To another Karen -- Karen Nussbaum, the head of Working America -- the message is clear: Keep expanding the program as the 2008 election draws nearer.

The idea of Working America is fairly simple. Surveys show that large numbers of employees in nonunion plants and offices say they would like to have a union, if one were available. But the workplace organizing task has been much more arduous since President Ronald Reagan broke the strike of air traffic controllers in 1981.

Employers have become more aggressive in resisting unions, and they often have found help in their effort from the Republican-controlled National Labor Relations Board.

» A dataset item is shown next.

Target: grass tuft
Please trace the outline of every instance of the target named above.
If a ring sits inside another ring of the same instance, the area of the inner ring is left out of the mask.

As jobs have shifted from the manufacturing sector, where unions were strong, to nonunionized service and high-tech industries, organized labor has struggled -- and lost steadily as a percentage of the workforce.

So instead of organizing at the workplace, Working America reaches out to people in their neighborhoods. On a typical evening, Nussbaum said, she has about 150 paid organizers going door to door in working-class communities, often in the suburbs and exurbs.

Using lists of union members, they skip the households that are already unionized and knock on the doors of their neighbors. The message: We know you're not part of a union, but you probably have the same concerns we do about jobs and schools and health care. We work on all those issues. Would you like to become an individual member of the AFL-CIO?

"Astonishingly," Nussbaum said, "two out of three people we talk to join." And they are immediately recruited to write a letter to a member of Congress or some other official on an issue about which the labor federation is lobbying. "One out of five writes to their congressman that night," she said.

A profile of the Working America members shows that two-thirds of them do not have a college degree, two in five attend church at least weekly and one-third own guns. Half are neither strong Democrats nor strong Republicans.

Dues are voluntary but have totaled more than $1 million, Nussbaum said, with most of the funding for Working America coming from the AFL-CIO treasury.